CoNFiLD-inlet: Synthetic Turbulence Inflow Using Generative Latent Diffusion Models with Neural Fields

TL;DR

CoNFiLD-inlet is presented, a novel DL-based inflow turbulence generator that integrates diffusion models with a conditional neural field (CNF)-encoded latent space to produce realistic, stochastic inflow turbulence.

Abstract

Eddy-resolving turbulence simulations require stochastic inflow conditions that accurately replicate the complex, multi-scale structures of turbulence. Traditional recycling-based methods rely on computationally expensive precursor simulations, while existing synthetic inflow generators often fail to reproduce realistic coherent structures of turbulence. Recent advances in deep learning (DL) have opened new possibilities for inflow turbulence generation, yet many DL-based methods rely on deterministic, autoregressive frameworks prone to error accumulation, resulting in poor robustness for long-term predictions. In this work, we present CoNFiLD-inlet, a novel DL-based inflow turbulence generator that integrates diffusion models with a conditional neural field (CNF)-encoded latent space to produce realistic, stochastic inflow turbulence.

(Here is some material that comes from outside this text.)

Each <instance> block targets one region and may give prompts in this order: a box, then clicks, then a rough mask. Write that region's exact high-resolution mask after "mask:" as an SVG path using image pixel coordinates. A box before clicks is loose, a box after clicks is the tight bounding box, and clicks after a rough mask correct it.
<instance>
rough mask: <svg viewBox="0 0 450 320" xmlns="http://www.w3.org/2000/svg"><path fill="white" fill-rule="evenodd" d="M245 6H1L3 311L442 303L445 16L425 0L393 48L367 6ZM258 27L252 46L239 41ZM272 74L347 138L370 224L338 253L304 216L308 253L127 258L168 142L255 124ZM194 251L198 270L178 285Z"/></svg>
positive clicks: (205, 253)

By parameterizing inflow conditions using Reynolds numbers, CoNFiLD-inlet generalizes effectively across a wide range of Reynolds numbers ($Re_τ$ between $10^3$ and $10^4$) without requiring retraining or parameter tuning. Comprehensive validation through a priori and a posteriori tests in Direct Numerical Simulation (DNS) and Wall-Modeled Large Eddy Simulation (WMLES) demonstrates its high fidelity, robustness, and scalability, positioning it as an efficient and versatile solution for inflow turbulence synthesis.

Figures (57)

• Figure 1: Overview of the proposed CoNFiLD-inlet model. The dashed lines denote the extra conditioning information (the mean velocity $\langle u\rangle(y)$) that can be provided to guide the conditional generation process.
• Figure 1: Statistical validation of the DNS training dataset. (a) Mean velocity profile, validated against the data from moser1999direct. (b) Turbulence intensity,compared with moser1999direct. (c) Root-mean-square values of pressure fluctuations, compared with kim1987turbulence. (d) Reynolds shear stress, compared with abe2001direct. (e) Energy spectra along streamwise direction and (f) spanwise direction, compared with rai1991direct. Solid lines represent the present simulation, while scatter points denote reference data.
• Figure 1: Statistics of a priori test of the $5$ random samples generate by CoNFiLD-inlet at $Re_\tau=5000$. Each sample is represented by one color while the reference data is marked by the black dashed line. Among them, we pick the visually best sample to report in the main test which is colored by orange. (a) Mean velocity profile. (b) Auto correlation $R_{11}$ at channel center. (c) Reynolds shear stress $\langle u'v'\rangle$. Turbulence intensity of $u$ (d) and $w$ (e). (f) Turbulence Kinetic Energy (TKE) along span wise wavenumber at channel center.
• Figure 1: Stretching mesh (a) versus the uniform mesh (b) for the DNS $\mathbb{I}$
• Figure 1: Two dimensional t-SNE visualization of the training data used in the DNS inlet generator. The velocity field at each time step is projected as one dot and the color indicates the time step.